Die Brüsseler Behörde schlug am Mittwoch einen automatischen Asyl-Mechanismus im Zuge der Reform des Dublin-Systems vor. Wer nicht mitmacht, soll 250.000 Euro Strafe zahlen - pro Flüchtling. 

Mit dem nunmehr vorgeschlagenen korrektiven "Fairnessmechanismus" will die EU-Kommission die EU-Staaten zu mehr Solidarität bei der Flüchtlingsverteilung zwingen. Beschlossen müssen die Vorschläge aber von den Innenministern und dem Europaparlament werden. Tschechien hat sich bereits gegen Strafzahlungen ausgesprochen. Widerstand gegen die Verteilung kommt aber auch aus anderen osteuropäischen EU-Staaten.

Entsprechende Referenzwerte zur Aufnahme von Asylbewerbern sollen demnach für alle EU-Staaten aufgrund der beiden Kriterien Bevölkerungsgröße und Wirtschaftsleistung errechnet werden, die zu je 50 Prozent gewichtet würden. "Wenn die aktuelle Flüchtlingskrise eines gezeigt hat, dann das, dass der Status Quo des gemeinsamen europäischen Asylsystems keine Option ist", sagte EU-Migrationskommissar Dimitris Avramopoulos. Überschreiten die Asylanträge den jeweiligen Referenzwert eines EU-Staates zu 50 Prozent, soll der Umverteilungsmechanismus künftig automatisch einsetzen.

Großbritannien, Irland und Dänemark müssen aufgrund von Ausnahmeregelungen nicht mitmachen, für sie würde das bestehende Dublin-System weiter bestehen. Auch die bisher beschlossene, aber nur schleppend vorankommende Umverteilung von 160.000 Flüchtlingen in der EU soll nach den bisherigen Quoten weiter fortgesetzt werden. Der neue Mechanismus könnte drei Monate nach Inkrafttreten der neuen Dublin-Verordnung starten, hieß es in EU-Kreisen.

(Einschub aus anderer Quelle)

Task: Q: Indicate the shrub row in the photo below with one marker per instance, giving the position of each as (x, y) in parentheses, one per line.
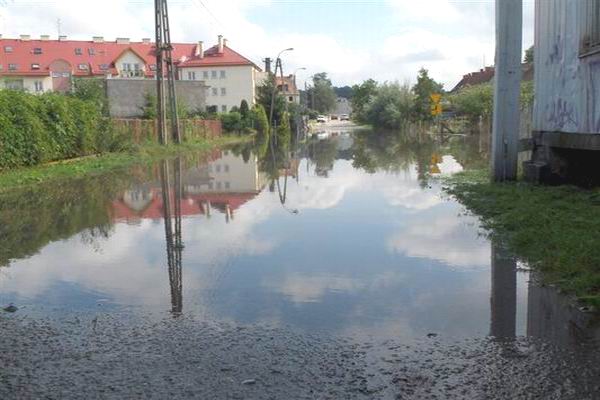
(39, 128)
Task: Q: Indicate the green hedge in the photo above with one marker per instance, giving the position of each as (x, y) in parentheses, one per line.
(39, 128)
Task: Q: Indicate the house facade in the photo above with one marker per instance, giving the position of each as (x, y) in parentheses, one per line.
(230, 76)
(566, 118)
(40, 65)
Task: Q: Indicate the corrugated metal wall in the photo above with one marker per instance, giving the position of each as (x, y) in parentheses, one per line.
(567, 86)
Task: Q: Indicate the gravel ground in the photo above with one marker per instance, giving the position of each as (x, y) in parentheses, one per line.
(109, 357)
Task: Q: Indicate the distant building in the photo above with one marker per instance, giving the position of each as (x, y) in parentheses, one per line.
(231, 76)
(566, 118)
(288, 88)
(40, 65)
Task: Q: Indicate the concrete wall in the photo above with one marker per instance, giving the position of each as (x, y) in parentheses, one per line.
(567, 86)
(127, 97)
(239, 84)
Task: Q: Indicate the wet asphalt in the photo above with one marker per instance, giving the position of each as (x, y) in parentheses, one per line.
(109, 357)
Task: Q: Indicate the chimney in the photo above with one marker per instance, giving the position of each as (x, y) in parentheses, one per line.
(220, 45)
(199, 50)
(268, 65)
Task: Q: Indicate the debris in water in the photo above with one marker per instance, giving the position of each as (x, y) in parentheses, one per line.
(10, 308)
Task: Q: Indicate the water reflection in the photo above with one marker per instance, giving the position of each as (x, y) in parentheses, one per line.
(348, 235)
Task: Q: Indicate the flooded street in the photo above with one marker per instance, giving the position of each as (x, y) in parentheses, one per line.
(338, 269)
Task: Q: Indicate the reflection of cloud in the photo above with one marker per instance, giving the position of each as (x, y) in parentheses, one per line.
(305, 289)
(443, 238)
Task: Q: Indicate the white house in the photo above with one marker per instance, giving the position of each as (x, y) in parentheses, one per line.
(230, 76)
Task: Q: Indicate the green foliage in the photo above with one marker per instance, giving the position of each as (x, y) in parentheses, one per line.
(474, 102)
(391, 107)
(322, 95)
(361, 97)
(345, 92)
(555, 229)
(51, 126)
(423, 90)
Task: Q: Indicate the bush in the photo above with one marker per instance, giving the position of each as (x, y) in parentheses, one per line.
(40, 128)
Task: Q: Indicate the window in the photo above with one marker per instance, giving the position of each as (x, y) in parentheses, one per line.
(591, 39)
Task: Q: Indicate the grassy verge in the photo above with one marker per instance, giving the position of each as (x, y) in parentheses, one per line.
(105, 162)
(555, 229)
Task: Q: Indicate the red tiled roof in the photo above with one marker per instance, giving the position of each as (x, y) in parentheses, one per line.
(100, 60)
(212, 57)
(190, 205)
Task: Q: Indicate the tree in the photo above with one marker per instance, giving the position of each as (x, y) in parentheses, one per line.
(361, 96)
(323, 96)
(529, 56)
(423, 90)
(391, 107)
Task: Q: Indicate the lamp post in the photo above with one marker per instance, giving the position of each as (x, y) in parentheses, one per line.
(277, 64)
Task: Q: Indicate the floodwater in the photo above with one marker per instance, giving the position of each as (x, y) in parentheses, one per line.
(347, 238)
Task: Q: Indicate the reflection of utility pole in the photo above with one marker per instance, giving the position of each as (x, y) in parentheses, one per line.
(172, 222)
(164, 59)
(503, 302)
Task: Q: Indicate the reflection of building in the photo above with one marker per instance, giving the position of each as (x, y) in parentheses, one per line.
(223, 185)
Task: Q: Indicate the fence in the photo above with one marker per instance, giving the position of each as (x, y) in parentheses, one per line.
(145, 130)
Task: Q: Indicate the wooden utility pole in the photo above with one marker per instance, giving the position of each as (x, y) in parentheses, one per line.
(506, 124)
(164, 60)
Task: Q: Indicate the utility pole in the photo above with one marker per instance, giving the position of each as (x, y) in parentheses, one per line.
(506, 124)
(164, 59)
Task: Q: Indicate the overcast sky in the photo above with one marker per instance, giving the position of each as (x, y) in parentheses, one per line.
(350, 40)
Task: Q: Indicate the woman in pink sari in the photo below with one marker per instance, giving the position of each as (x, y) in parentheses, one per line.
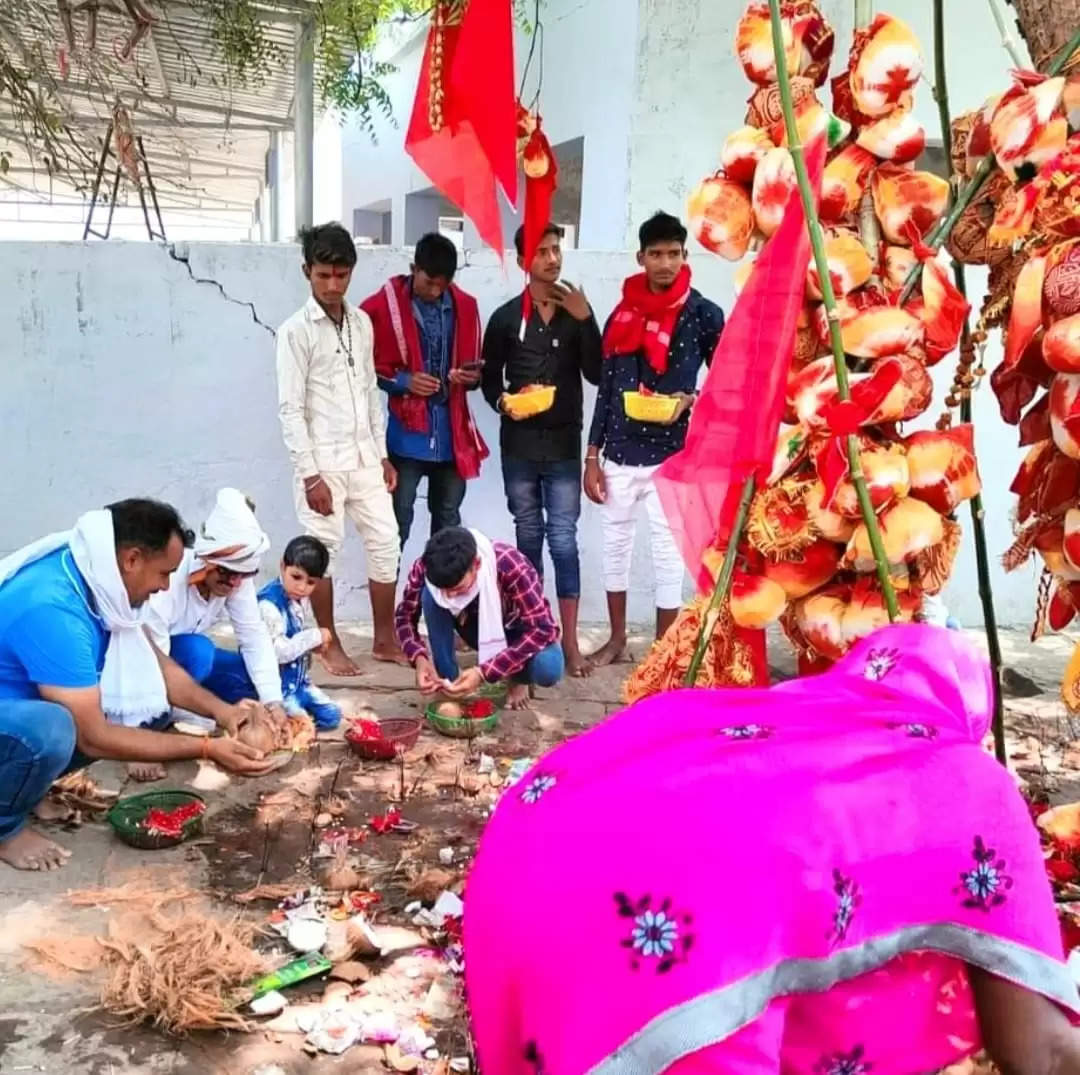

Freikaufen von ihrer Verpflichtung zur Aufnahme von Flüchtlingen könnten sich die EU-Staaten nur "unter außergewöhnlichen Bedingungen, wenn einzelne Mitgliedsländer nicht in der Lage wären, ihren fairen Anteil zu übernehmen", sagte EU-Kommissionsvize Frans Timmermans. Der Freikauf wäre begrenzt und zeitlich befristet. Mit Geld allein wäre das Problem nicht zu lösen, sagte Timmermans. Er konzedierte, dass die 250.000 Euro-Strafe bei der Nichtaufnahme eines Asylwerbers für ein EU-Land schon "teuer" wäre. "Aber ich glaube, um Solidarität mit denjenigen Staaten zu zeigen, die sich das aufbürden, ist das nicht zu viel verlangt."

Die Vizepräsidentin des EU-Parlaments, Ulrike Lunacek, (Grüne) bezeichnete den Vorschlag zur Dublin-Reform als Rückschritt für EU-Asylpolitik. "Auch weiterhin sollen Mitgliedstaaten wie Griechenland und Italien mit der Verantwortung für Schutzsuchende völlig allein gelassen werden. Und der Umverteilungsmechanismus, um den das Dublin-System erweitert werden soll, ist reine Augenwischerei", sagte Lunacek. Schutzsuchende aus sogenannten sicheren Drittstaaten, wozu jetzt auch die Türkei zähle, würden nicht eingerechnet. Entgegen der Rechtsprechung des Europäischen Gerichtshofs solle es auch für unbegleitete minderjährige Flüchtlinge keine Ausnahme von den Zwangsrückführungen geben.

Der ÖVP-Europamandatar Heinz Becker nannte den Vorschlag von Strafzahlungen bei Nichtaufnahme eines Asylbewerbers "überfällig und fair". Es handle sich auch nicht um einen Strafcharakter, sondern eröffne die Möglichkeit zu flexibler Solidarität. Die EU-Innenminister sollten dies nicht blockieren.